What I got was …
‘Oh, Maggie, it was so lovely! So beautiful and relaxing. We had such a gorgeous day. You know, you really should have come. You would have loved it.’ Plus a constant drone of, ‘Danny this’ and ‘Danny that’.
I decided that it was time I found out more about The Pain. Know your enemy and all that. When Mum sat down at the kitchen table with the coffee I’d brewed up for her, I made my move.
‘So … how did you two meet anyway?’
Mum set her mug back down on the table.
‘Actually … Danny and I first met on a professional basis, about six months ago, but then I didn’t bump into him again socially until a few weeks back. I was doing some shopping in my lunch break and he was doing the same. We recognised each other and had a coffee together and at the end he asked if I’d be interested in maybe going to the pictures with him sometime.’

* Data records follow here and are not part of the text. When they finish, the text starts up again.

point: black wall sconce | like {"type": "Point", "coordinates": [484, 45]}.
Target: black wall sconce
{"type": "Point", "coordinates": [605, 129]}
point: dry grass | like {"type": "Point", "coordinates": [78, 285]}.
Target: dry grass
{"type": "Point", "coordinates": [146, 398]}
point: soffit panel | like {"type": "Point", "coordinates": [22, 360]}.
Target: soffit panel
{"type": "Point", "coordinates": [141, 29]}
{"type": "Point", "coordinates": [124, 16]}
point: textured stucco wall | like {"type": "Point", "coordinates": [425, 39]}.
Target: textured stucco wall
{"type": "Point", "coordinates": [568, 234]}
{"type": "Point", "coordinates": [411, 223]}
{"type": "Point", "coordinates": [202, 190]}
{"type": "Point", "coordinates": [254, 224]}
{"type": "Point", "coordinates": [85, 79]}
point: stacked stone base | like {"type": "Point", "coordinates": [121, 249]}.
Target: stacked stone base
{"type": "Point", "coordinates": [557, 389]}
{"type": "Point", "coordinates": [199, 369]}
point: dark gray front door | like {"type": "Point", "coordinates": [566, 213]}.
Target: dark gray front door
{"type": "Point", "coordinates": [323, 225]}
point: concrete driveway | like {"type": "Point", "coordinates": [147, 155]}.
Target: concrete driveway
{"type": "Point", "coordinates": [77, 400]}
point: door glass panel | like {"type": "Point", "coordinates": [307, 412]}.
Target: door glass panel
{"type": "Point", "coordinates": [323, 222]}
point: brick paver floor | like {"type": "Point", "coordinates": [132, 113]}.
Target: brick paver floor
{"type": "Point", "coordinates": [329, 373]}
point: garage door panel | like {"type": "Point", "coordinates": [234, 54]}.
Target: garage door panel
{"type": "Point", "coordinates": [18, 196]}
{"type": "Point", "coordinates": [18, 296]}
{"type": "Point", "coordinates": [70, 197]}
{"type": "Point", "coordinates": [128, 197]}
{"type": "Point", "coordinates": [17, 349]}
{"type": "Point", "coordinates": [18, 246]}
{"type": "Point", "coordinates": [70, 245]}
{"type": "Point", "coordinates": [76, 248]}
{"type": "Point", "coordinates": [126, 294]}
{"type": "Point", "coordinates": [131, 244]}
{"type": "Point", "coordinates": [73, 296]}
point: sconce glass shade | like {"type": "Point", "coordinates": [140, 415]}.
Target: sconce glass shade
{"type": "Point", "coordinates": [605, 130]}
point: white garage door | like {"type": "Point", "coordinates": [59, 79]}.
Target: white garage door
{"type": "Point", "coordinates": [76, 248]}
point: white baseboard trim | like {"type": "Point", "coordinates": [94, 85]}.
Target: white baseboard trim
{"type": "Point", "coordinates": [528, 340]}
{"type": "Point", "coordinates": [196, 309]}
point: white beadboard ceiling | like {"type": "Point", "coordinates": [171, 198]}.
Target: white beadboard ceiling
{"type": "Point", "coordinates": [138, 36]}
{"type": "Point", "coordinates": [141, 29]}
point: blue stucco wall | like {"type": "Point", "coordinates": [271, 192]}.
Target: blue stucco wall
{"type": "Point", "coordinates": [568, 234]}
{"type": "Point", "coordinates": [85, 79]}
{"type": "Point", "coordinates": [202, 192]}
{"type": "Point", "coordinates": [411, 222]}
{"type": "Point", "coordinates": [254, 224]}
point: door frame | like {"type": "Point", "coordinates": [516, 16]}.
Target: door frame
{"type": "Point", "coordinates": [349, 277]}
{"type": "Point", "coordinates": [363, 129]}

‘And you said yes? Just like that?’
It seemed a reasonable enough question to me, but judging from the rolling eyes, I’m not sure everyone agreed.
‘No, Maggie, don’t be silly. First I consulted the high priests and the soothsayers, after which I had a local witch doctor foretell my future by slaughtering a chicken and reading its entrails, and then, and only then, when all the signs were positive and all the stars in the heavens properly aligned, did I finally give my consent.’

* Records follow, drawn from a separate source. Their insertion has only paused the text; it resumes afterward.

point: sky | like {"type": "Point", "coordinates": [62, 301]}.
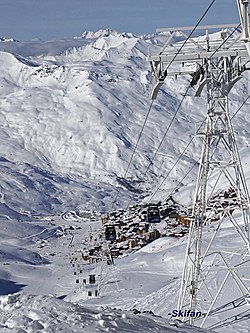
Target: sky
{"type": "Point", "coordinates": [49, 19]}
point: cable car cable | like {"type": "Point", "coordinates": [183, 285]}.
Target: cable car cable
{"type": "Point", "coordinates": [181, 181]}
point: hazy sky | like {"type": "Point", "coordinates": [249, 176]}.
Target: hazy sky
{"type": "Point", "coordinates": [46, 19]}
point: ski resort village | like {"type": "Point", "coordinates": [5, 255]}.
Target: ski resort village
{"type": "Point", "coordinates": [124, 176]}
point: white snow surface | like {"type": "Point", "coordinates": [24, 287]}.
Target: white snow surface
{"type": "Point", "coordinates": [71, 112]}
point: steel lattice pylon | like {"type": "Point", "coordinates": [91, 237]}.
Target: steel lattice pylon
{"type": "Point", "coordinates": [221, 198]}
{"type": "Point", "coordinates": [215, 284]}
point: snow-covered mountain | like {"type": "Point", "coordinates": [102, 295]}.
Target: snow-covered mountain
{"type": "Point", "coordinates": [71, 112]}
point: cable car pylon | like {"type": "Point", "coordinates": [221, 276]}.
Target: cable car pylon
{"type": "Point", "coordinates": [215, 284]}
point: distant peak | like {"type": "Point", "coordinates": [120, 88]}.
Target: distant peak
{"type": "Point", "coordinates": [4, 39]}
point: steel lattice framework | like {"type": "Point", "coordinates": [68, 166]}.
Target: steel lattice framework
{"type": "Point", "coordinates": [216, 275]}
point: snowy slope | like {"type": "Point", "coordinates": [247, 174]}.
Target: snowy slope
{"type": "Point", "coordinates": [71, 112]}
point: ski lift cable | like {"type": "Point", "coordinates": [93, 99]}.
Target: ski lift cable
{"type": "Point", "coordinates": [157, 150]}
{"type": "Point", "coordinates": [147, 115]}
{"type": "Point", "coordinates": [134, 150]}
{"type": "Point", "coordinates": [175, 114]}
{"type": "Point", "coordinates": [195, 163]}
{"type": "Point", "coordinates": [190, 34]}
{"type": "Point", "coordinates": [174, 165]}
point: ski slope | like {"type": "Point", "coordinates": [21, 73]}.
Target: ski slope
{"type": "Point", "coordinates": [71, 112]}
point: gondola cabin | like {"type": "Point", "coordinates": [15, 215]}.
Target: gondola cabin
{"type": "Point", "coordinates": [153, 214]}
{"type": "Point", "coordinates": [110, 233]}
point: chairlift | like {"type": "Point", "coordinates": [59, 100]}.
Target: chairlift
{"type": "Point", "coordinates": [153, 214]}
{"type": "Point", "coordinates": [91, 278]}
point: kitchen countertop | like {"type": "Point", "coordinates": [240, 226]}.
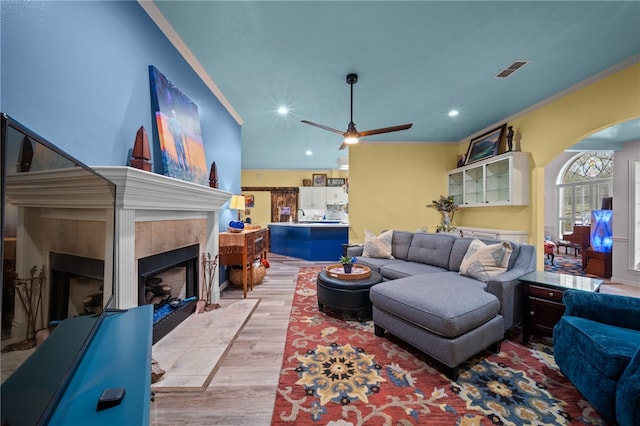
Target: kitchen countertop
{"type": "Point", "coordinates": [315, 241]}
{"type": "Point", "coordinates": [314, 224]}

I returned the rolled eyes with interest.
‘Mrs Warwick says sarcasm is the lowest form of wit.’
My mother struck a ridiculous kung-fu karate pose.
‘Except in the hands of the Master!’
‘Mum, seriously, you shouldn’t try to be funny. It’s just embarrassing. I’m telling you this for your own good.’

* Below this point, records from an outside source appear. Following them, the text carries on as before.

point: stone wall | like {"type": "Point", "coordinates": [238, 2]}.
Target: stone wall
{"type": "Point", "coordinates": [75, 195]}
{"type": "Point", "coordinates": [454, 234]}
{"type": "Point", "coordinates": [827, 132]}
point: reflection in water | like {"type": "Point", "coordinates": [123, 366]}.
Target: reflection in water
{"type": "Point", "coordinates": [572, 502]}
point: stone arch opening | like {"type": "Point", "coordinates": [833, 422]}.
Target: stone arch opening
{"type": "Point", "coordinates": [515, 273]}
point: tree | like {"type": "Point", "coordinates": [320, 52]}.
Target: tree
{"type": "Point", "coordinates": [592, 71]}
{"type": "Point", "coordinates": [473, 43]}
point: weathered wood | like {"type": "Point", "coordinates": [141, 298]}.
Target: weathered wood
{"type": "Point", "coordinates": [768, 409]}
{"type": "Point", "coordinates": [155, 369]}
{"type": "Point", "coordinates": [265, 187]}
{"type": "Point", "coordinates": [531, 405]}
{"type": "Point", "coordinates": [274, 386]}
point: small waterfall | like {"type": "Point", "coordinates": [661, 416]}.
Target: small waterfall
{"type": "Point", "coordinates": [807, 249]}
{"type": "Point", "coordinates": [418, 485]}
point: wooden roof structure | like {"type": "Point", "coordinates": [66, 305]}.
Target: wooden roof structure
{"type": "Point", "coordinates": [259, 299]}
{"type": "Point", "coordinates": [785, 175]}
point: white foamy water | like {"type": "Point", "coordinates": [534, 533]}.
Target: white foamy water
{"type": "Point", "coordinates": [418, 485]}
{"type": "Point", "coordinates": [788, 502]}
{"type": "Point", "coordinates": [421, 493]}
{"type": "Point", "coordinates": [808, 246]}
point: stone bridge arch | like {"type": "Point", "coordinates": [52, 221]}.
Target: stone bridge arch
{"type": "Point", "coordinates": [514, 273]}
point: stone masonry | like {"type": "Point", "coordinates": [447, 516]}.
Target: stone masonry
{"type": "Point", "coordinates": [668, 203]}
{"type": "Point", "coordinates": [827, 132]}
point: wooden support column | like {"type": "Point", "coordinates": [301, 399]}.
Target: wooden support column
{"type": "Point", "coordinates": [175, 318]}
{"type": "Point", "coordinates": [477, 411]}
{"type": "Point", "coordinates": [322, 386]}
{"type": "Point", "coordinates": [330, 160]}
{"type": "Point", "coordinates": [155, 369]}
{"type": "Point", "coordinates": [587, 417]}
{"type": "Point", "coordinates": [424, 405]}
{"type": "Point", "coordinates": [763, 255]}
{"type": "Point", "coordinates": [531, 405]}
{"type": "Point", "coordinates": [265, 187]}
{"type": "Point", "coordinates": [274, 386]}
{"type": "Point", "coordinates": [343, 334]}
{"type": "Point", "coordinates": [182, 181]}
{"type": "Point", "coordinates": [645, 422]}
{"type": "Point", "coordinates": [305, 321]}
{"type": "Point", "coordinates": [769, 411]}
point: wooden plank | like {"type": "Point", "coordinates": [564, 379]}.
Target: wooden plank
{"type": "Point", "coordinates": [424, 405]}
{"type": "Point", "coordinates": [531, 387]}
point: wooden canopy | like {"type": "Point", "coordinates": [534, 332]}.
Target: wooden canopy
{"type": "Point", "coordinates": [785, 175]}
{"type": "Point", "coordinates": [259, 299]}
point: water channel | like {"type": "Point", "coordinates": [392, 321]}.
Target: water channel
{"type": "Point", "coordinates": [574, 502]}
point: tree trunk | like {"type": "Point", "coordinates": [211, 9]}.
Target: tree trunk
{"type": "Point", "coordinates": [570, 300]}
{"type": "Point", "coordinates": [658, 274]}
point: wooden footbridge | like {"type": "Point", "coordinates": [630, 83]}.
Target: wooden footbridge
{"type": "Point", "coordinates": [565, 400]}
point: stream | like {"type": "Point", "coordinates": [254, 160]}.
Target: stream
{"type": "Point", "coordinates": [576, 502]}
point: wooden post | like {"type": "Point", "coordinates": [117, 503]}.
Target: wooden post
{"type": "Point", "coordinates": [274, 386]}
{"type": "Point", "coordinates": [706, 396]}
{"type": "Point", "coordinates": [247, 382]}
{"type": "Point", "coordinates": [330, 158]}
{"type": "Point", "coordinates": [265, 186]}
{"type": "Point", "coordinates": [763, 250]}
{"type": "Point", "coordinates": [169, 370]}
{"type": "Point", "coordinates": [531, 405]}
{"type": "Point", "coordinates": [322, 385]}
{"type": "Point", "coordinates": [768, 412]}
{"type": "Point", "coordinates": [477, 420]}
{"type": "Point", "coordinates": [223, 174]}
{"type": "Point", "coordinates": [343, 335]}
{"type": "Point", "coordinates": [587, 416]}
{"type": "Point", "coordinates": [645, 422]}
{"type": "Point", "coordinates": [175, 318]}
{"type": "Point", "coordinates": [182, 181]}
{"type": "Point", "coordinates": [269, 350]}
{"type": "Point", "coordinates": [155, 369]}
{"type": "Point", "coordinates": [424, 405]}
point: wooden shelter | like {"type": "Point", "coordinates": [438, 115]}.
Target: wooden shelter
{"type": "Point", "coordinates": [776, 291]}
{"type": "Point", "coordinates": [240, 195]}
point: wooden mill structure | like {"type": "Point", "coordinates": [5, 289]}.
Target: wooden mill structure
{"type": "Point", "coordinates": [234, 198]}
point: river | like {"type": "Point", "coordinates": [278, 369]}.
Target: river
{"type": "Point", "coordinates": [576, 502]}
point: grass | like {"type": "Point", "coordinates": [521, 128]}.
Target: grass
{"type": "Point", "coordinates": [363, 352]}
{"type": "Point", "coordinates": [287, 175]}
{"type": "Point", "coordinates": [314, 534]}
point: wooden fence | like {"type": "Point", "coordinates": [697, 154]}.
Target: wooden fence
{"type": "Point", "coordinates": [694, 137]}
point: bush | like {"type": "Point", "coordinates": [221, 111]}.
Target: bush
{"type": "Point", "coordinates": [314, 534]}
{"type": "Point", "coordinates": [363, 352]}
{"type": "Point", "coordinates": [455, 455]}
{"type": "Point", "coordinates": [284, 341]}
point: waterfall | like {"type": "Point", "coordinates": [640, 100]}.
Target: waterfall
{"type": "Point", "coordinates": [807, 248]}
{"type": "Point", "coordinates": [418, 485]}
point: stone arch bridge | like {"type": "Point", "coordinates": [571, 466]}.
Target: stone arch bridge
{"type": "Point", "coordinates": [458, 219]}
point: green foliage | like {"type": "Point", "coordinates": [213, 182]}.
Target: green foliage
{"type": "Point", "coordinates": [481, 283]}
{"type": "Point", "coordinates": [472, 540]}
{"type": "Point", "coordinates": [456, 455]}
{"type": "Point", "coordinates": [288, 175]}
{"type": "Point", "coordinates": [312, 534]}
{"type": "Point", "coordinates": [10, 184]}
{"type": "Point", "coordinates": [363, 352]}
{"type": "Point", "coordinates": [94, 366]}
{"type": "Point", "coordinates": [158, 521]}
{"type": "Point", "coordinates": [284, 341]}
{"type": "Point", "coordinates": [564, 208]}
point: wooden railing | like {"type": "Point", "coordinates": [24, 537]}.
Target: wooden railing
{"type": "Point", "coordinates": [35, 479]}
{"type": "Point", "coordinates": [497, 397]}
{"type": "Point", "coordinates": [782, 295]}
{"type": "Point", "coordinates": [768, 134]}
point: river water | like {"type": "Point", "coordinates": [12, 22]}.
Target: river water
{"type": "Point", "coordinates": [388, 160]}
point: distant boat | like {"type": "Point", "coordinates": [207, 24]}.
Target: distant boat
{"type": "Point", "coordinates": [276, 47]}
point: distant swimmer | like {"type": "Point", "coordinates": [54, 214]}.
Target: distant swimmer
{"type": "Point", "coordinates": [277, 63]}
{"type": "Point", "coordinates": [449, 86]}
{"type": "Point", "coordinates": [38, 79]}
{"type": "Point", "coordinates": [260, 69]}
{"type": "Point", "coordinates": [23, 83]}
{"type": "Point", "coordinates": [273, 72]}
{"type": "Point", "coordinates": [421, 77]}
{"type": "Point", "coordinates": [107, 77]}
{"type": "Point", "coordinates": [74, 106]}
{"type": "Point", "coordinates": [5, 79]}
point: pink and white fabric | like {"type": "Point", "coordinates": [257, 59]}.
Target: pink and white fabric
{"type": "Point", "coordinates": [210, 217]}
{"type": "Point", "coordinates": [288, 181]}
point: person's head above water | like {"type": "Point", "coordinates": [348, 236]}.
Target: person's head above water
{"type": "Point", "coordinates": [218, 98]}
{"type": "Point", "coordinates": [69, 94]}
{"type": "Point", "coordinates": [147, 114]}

‘Nonsense. You’re just jealous.’
‘Of course I am. I’d just love to be able to humiliate myself the way you do. Anyway, fine, whatever. But what did you mean when you said you first met six months ago … professionally?’
Mum pushed herself back in her chair and studied me.
‘Can I just enquire at this point if I’m going to be charged with anything here, detective? Maybe my lawyer should be present.’
I shook my head at her.
‘Mum, remember what I just said about trying to be funny?’
‘Fine. Then if you must know, we met at his place of work. I suppose you might say that an acquaintance of mine brought us together.’
So, an acquaintance of my mother’s was responsible for bringing The Pain into my life, hey. Now we were getting somewhere. Well, that acquaintance had a lot to answer for!
‘An acquaintance? Anyone I know?’
‘I should think so.’
‘Really? Who?’
Mum breathed in. She pressed her lips together and lowered her eyes before breathing out an answer.
‘It was you, Maggie.’
Me? Not only was that clearly ridiculous, it was also straight-out impossible. I’d never seen The Pain before in my life. I would definitely remember him if I had. Was this supposed to be some kind of sick joke?
‘That’s stupid,’ I told her.
‘But true, sweetie. Danny works at St Vincent’s Hospital. He’s a nurse.’
She looked at me and waited.
‘Sometimes he does shifts in the … Emergency Department.’
Raised eyebrows now.
‘St Vincent’s Hospital Emergency Department? The beginning of the year? Ringing any bells with you?’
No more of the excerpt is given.